At this time, the focus of the group was still mainly on introducing babywearing to newbies, and having at least one or two examples of every type of carrier (wrap, mei tai, onbu, podegi, ring sling, pouch) was a priority over having examples of a wide variety of brands. Most people coming to meetings were interested in seeing what a mei tai looked like in person, or learning how one might use a ring sling, rather than discussing the finer differences between Brand X ring sling and Brand Y ring sling. As the liability insurance that I carried for the group didn’t cover loaned carriers, Des Moines Babywearing didn’t lend out carriers, but many individual members lent their personal carriers to other moms.

We renamed the group Des Moines Babywearing and focused on our mission of introducing babywearing to area parents. During the next several years, the group waxed and waned in membership and attendance. We changed meeting locations. We started up a Yahoo Group, so parents who couldn’t come to the meetings could seek support online.

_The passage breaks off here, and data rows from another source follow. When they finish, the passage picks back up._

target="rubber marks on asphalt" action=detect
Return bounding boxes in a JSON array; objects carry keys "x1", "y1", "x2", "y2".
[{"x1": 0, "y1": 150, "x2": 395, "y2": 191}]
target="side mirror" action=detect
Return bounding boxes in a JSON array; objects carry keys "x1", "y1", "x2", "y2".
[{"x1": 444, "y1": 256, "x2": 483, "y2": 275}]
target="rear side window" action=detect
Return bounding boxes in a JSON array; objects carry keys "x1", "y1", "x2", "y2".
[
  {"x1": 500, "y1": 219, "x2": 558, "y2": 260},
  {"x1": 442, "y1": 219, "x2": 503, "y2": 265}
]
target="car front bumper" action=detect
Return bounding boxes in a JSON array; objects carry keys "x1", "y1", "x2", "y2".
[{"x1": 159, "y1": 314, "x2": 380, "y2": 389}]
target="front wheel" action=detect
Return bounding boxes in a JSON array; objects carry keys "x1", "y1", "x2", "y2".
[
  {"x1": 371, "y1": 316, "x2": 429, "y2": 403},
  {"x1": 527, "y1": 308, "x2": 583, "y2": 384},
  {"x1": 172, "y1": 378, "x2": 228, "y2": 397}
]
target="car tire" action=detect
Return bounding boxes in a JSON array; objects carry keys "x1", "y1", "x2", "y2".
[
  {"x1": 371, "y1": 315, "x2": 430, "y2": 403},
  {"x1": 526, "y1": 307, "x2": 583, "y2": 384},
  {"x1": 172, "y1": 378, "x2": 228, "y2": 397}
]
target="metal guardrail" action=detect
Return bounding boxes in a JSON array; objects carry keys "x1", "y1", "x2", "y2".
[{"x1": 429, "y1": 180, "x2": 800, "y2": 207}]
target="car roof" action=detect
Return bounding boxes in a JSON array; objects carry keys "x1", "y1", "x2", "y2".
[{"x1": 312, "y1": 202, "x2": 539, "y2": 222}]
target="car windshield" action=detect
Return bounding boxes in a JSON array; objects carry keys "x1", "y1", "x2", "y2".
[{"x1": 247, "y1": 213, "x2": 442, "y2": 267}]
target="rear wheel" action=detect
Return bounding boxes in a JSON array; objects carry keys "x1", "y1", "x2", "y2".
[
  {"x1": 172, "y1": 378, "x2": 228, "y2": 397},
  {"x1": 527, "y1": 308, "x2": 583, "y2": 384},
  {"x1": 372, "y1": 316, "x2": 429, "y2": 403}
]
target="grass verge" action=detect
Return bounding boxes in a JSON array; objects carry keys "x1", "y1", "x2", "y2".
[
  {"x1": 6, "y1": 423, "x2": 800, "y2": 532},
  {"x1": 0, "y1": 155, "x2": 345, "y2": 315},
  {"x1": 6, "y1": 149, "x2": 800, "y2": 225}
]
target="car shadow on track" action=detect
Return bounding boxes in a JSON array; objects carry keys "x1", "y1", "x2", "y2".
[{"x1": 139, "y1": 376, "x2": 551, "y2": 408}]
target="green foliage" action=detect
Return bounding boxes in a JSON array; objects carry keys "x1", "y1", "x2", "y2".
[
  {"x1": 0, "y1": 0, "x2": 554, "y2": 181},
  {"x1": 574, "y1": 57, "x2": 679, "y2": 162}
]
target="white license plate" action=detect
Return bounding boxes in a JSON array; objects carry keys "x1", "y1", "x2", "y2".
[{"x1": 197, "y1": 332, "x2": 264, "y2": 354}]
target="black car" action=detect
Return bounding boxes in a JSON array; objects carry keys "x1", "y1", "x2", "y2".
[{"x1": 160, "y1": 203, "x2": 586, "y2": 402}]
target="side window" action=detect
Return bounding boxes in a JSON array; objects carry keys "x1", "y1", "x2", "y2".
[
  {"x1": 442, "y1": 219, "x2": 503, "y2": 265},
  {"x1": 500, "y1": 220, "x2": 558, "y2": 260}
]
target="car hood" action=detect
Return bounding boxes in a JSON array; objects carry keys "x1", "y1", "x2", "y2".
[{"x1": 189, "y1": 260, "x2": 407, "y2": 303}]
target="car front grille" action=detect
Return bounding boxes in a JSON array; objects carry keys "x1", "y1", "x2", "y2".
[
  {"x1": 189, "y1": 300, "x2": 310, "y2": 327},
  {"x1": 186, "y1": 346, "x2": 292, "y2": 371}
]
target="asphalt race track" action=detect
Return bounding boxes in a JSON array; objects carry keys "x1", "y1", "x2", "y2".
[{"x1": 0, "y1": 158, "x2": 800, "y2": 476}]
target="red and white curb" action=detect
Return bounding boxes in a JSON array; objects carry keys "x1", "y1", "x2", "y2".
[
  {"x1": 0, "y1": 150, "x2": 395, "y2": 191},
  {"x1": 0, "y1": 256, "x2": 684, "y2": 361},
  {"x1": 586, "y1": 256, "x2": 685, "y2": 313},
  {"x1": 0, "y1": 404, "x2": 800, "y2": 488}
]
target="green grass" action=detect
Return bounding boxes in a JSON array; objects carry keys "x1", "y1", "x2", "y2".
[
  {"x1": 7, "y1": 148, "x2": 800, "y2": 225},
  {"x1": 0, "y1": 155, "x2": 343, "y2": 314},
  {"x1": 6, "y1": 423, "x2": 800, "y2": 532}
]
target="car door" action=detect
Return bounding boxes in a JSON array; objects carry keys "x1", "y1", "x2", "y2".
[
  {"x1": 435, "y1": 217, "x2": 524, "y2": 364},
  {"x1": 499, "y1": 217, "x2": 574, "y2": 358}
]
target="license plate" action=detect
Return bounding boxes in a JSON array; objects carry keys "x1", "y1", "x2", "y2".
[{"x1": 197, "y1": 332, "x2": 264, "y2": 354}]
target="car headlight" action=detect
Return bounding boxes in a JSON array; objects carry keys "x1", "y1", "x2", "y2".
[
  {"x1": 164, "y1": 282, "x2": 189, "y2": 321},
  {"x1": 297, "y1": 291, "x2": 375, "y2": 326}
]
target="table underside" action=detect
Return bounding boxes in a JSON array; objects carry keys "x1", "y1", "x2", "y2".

We also tried evening meetings, with probably a dozen attempts to get an evening meeting going over the next 4 years, but could never get enough attendance to make them worth the effort.
We celebrated as we started noticing that babywearing in Des Moines was getting more commonplace. It was awesome the first time I saw another babywearer “in the wild” in Des Moines and it was someone I hadn’t already met!

Eventually, as my own schedule got more complicated, and as I began to notice that the moms coming to the babywearing meetings were pretty much the same moms who came to the cloth diapering meetings, I combined the two meetings into one monthly meeting that became Des Moines Babywearing and Cloth Diapering.
Around the time that the two groups combined (which might have been in 2007), we as a group had the AWESOME idea of holding a twice-yearly Garage Sale. Members had been posting their own private garage sales at which they planned to sell their old carriers and diapers on the Yahoo group for several years, but it just seemed more convenient to gather everyone in one place and have one giant diaper and carrier sale. Area parents brought their used diapers and carriers, set up tables, and sold their goods to other parents in the community. They paid a small table fee, and the money went to the group as a fundraising effort. It was a huge hit and continued to be a very popular idea for many years.

After my second child was born in 2008, and with my schedule getting more and more crunched, I asked Tiffany Tice to help take over the groups. Tiff led the meetings and I handled the online support, served as a point of contact, and taught classes across the Metro on behalf of the group. (This turned out to be an amazing partnership, as Tiff was great to work with, did an awesome job with the meetings, and a few years later, donated a kidney to my youngest child. You gotta love Tiff.) Eventually, as Facebook got more popular, we shut down the Yahoo groups and moved to Facebook, and Tiff took on a more active role there, as well.

As Tiff’s kids were aging out of the babywearing phase, Tiff found a replacement to take over her role with the groups. The groups were growing like crazy at this time, and pretty quickly, we ended up with four group leaders/admins. I took a much less active role in the group, serving more as an advisor than in any active capacity, and eventually stepped down entirely in early 2013, feeling that I needed to cut a few activities from my life before I went completely insane. About the same time, the groups split into two groups once again, with the Babywearing component becoming BWI of Central Iowa, and the Cloth Diapering component remaining Des Moines Cloth Diapering. Babywearing International of Central Iowa became an official chapter in November 2013.